In the early aughts, Coldplay was branded as Radiohead’s doe-eyed little cousin, writing ruminative mope-rock tailored for rom-com soundtracks. And being the sensitive chap he is, Chris Martin’s taken those criticisms to heart, setting out to prove his band’s artistic worth across the past decade. With each new album, Coldplay worm their way through a new stylistic shift, brandishing whatever musical tools (hip-hop drums, orchestrations, Brian Eno) might help carve out their elusive masterpiece. Love ‘em or hate ‘em, they refuse to aim small.

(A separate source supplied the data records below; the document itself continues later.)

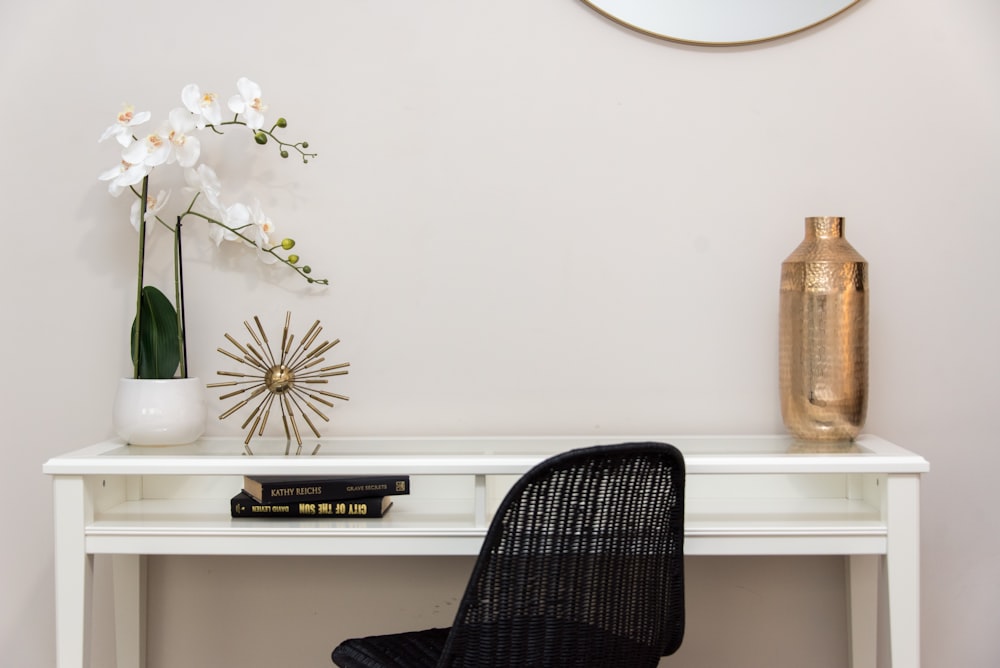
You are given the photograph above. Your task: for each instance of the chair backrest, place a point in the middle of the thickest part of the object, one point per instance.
(582, 565)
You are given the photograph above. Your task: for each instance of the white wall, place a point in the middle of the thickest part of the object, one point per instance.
(535, 221)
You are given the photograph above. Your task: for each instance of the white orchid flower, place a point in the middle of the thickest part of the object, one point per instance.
(204, 181)
(234, 217)
(122, 176)
(153, 206)
(205, 106)
(248, 103)
(185, 149)
(263, 229)
(150, 151)
(122, 127)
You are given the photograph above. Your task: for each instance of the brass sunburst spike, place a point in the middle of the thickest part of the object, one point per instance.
(280, 379)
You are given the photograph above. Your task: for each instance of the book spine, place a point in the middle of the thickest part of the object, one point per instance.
(243, 505)
(287, 492)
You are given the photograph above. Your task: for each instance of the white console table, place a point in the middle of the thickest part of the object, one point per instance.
(746, 495)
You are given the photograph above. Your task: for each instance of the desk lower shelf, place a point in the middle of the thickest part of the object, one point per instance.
(432, 527)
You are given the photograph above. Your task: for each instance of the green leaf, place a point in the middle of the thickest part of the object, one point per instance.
(159, 352)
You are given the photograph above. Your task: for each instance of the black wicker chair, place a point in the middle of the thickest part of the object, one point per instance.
(582, 566)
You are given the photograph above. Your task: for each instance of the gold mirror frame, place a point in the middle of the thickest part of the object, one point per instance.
(720, 22)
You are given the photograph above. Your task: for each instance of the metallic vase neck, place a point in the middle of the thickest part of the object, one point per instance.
(824, 227)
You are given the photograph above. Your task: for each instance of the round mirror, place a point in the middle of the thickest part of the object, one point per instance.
(720, 22)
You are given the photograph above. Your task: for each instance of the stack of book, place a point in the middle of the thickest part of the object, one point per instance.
(319, 497)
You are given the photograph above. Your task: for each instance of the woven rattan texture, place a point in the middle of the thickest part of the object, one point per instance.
(582, 566)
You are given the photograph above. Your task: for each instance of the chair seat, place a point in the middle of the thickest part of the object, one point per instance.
(582, 567)
(413, 649)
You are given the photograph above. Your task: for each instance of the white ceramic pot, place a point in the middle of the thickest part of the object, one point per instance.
(159, 412)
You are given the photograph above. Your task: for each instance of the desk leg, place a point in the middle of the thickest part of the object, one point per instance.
(862, 609)
(901, 509)
(130, 609)
(74, 574)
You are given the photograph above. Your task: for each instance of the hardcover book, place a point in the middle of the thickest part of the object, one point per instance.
(243, 505)
(285, 489)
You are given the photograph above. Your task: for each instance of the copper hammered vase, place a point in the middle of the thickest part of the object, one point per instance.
(823, 335)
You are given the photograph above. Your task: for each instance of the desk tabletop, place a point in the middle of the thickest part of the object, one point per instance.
(475, 455)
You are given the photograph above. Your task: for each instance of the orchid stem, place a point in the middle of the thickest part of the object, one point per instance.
(142, 259)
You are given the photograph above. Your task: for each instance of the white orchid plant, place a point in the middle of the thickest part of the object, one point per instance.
(158, 334)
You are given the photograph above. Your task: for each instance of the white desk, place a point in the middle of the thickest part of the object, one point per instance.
(746, 495)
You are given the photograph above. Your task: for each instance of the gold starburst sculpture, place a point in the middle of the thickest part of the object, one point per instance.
(287, 379)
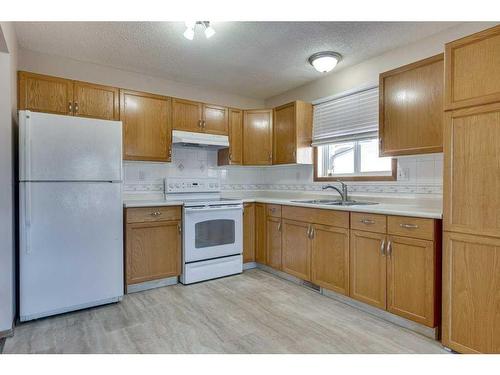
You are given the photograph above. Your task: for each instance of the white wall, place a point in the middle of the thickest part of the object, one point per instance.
(73, 69)
(367, 72)
(8, 126)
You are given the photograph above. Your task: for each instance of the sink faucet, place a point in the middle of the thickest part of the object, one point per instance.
(343, 192)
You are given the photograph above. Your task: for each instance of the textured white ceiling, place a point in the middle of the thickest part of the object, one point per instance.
(253, 59)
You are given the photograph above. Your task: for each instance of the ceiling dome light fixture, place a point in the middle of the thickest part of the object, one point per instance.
(191, 25)
(325, 61)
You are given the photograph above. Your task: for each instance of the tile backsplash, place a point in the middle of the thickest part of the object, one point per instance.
(421, 174)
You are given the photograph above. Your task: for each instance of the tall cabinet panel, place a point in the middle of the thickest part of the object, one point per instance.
(471, 262)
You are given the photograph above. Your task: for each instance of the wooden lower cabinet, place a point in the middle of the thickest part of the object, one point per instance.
(330, 258)
(411, 284)
(368, 268)
(296, 249)
(260, 233)
(248, 232)
(153, 251)
(471, 293)
(273, 241)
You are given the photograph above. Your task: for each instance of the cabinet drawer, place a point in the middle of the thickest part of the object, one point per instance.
(369, 222)
(317, 216)
(146, 214)
(273, 210)
(411, 227)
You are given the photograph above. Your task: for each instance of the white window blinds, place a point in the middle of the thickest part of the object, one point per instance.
(350, 117)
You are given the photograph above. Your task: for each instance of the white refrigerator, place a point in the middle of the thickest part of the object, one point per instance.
(71, 220)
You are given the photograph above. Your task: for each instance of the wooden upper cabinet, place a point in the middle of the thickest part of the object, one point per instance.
(260, 233)
(235, 136)
(292, 133)
(330, 258)
(96, 101)
(248, 232)
(471, 293)
(296, 250)
(473, 70)
(147, 128)
(257, 137)
(411, 108)
(187, 115)
(273, 238)
(411, 279)
(41, 93)
(471, 170)
(215, 119)
(368, 268)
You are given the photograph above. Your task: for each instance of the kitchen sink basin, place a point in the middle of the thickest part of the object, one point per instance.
(335, 202)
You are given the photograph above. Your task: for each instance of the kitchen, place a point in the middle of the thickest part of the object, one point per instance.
(163, 205)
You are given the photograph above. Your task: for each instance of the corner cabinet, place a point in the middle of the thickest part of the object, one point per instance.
(411, 108)
(42, 93)
(147, 128)
(152, 244)
(292, 133)
(257, 137)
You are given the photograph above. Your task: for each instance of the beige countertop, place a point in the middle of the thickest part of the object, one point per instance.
(418, 207)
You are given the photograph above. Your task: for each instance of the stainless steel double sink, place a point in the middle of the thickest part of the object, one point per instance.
(334, 202)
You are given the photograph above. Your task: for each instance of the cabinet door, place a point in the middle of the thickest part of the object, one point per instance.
(473, 70)
(235, 136)
(330, 258)
(153, 251)
(285, 134)
(215, 119)
(368, 268)
(249, 232)
(411, 279)
(411, 108)
(147, 130)
(260, 233)
(96, 101)
(471, 293)
(187, 115)
(296, 250)
(273, 237)
(42, 93)
(257, 137)
(471, 164)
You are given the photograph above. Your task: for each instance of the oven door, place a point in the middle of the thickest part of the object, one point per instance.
(212, 232)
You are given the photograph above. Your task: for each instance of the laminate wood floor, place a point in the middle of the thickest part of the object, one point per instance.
(254, 312)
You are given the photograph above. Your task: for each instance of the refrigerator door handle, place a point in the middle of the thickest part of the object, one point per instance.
(27, 217)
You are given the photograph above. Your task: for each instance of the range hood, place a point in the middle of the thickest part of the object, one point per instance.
(211, 141)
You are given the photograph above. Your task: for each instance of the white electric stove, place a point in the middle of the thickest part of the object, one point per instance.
(212, 229)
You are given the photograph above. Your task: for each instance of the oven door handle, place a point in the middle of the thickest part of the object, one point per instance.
(213, 209)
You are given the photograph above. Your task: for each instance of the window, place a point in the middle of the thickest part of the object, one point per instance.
(345, 136)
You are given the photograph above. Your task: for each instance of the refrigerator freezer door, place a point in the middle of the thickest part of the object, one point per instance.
(71, 246)
(68, 148)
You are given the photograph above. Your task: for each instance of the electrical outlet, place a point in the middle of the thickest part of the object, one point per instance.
(403, 174)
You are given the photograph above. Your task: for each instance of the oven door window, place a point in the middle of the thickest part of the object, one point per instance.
(214, 233)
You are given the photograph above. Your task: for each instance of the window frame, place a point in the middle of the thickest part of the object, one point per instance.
(371, 177)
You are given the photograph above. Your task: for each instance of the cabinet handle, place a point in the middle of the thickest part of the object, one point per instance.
(409, 226)
(367, 221)
(382, 247)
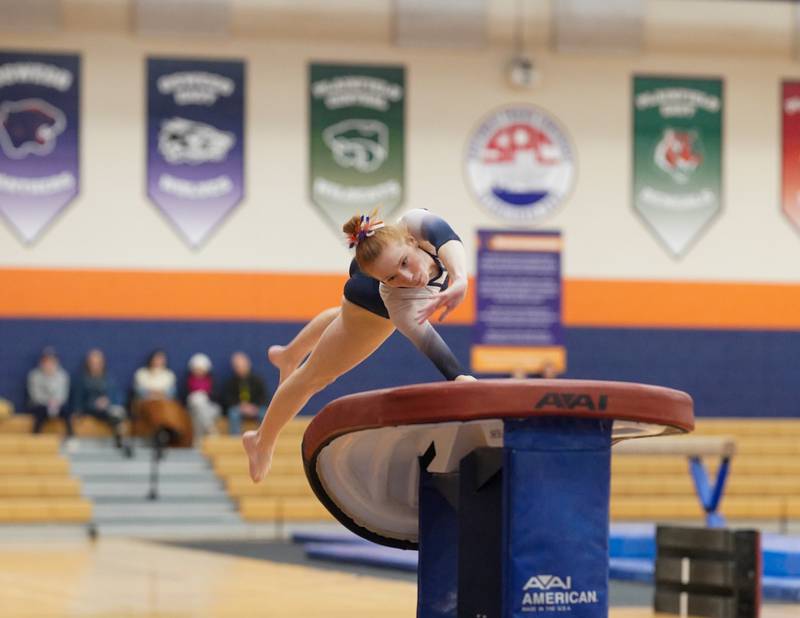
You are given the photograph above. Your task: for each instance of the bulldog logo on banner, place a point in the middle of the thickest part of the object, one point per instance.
(195, 135)
(39, 122)
(677, 157)
(357, 139)
(520, 164)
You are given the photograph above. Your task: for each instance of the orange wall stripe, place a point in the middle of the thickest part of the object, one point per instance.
(298, 297)
(681, 305)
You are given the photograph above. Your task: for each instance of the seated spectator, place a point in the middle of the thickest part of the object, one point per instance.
(48, 392)
(244, 394)
(155, 380)
(96, 394)
(154, 405)
(200, 398)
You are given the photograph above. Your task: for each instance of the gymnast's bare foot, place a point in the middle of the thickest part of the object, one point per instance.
(260, 460)
(279, 356)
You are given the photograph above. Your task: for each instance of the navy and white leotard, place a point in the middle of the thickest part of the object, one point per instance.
(401, 305)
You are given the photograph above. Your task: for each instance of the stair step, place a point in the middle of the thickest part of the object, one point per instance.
(127, 467)
(144, 510)
(114, 490)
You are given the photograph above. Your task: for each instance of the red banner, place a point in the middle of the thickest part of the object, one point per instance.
(791, 151)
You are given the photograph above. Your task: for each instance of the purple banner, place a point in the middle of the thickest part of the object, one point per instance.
(39, 133)
(195, 142)
(518, 316)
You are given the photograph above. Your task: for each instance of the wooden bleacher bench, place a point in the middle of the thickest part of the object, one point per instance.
(694, 448)
(35, 483)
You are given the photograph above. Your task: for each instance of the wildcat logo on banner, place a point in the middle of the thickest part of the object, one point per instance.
(357, 139)
(520, 164)
(677, 157)
(39, 136)
(195, 142)
(791, 152)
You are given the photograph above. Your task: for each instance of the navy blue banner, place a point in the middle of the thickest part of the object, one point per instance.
(195, 142)
(39, 135)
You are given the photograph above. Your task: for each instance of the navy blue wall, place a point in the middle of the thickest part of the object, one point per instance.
(729, 373)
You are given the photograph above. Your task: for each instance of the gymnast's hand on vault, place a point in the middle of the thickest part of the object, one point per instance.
(449, 300)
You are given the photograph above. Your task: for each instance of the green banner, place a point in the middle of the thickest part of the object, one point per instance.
(677, 156)
(357, 139)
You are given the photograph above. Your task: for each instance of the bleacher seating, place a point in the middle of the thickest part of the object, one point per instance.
(35, 483)
(284, 496)
(764, 482)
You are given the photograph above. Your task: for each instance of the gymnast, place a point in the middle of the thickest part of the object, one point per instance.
(402, 275)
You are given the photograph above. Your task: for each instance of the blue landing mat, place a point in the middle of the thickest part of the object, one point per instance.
(631, 550)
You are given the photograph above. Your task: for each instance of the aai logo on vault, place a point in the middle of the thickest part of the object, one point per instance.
(520, 163)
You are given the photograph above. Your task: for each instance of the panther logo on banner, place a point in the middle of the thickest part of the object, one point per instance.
(356, 139)
(520, 164)
(30, 126)
(360, 144)
(39, 139)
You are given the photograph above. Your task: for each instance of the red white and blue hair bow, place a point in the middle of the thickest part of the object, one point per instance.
(364, 229)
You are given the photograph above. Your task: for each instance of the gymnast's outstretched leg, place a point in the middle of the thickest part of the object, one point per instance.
(350, 338)
(287, 357)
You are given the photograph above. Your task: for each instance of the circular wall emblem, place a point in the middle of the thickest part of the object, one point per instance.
(520, 164)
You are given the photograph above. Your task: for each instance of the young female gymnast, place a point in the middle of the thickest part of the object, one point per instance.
(401, 275)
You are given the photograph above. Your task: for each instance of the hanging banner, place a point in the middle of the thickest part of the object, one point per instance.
(677, 156)
(39, 137)
(520, 164)
(357, 139)
(791, 152)
(195, 142)
(518, 325)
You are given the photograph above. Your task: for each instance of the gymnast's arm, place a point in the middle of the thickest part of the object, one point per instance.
(425, 338)
(426, 226)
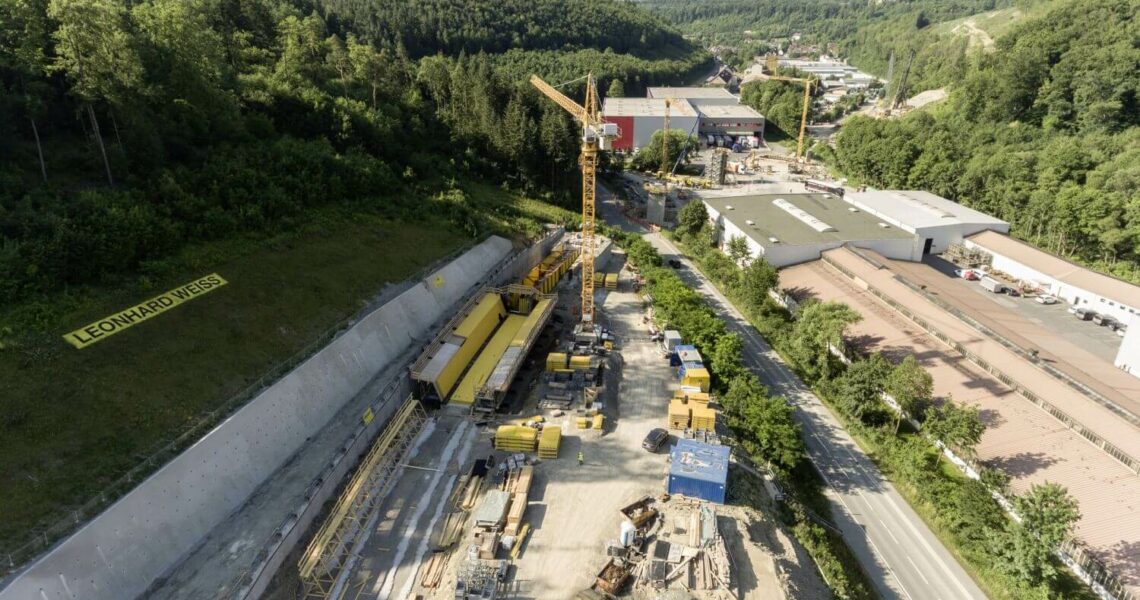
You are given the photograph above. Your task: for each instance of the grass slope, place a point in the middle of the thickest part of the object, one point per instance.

Ghost Stories, the band’s sixth studio album, is ambitious for a new reason: scaling back. Born from the aftermath of Martin’s “conscious uncoupling” with wife Gwyneth Paltrow, this brisk LP finds the quartet meditating on lost love over various shades of warm-blooded electronica. Coldplay have always been eager to please (that aw-shucks charm is both part of their appeal and a critical repellent), and on Ghost Stories, they continue to chase both commercial and artistic relevance, appealing to every possible listener at least once — from the soulful Bon Iver approximations of “Midnight” to the pulsing, Avicii-produced epic “A Sky Full of Stars” to the crackling electro-pop ballad “True Love” (which breezes by on lush Timbaland drums).
A “Coldplay break-up album” almost sounds redundant on paper, but what’s most surprising about Ghost Stories is that Martin sounds invigorated as a vocalist — whether he’s gurgling vocoder on “Midnight” or exploring his rougher lower register on the spooky “Another’s Arms.” And the sparse, synth-heavy arrangements let that underrated tenor shine throughout. Subdued but rarely sullen, heartbroken yet resilient, Ghost Stories is musical comfort food. And no matter the sonic landscape, that’s what Coldplay do best.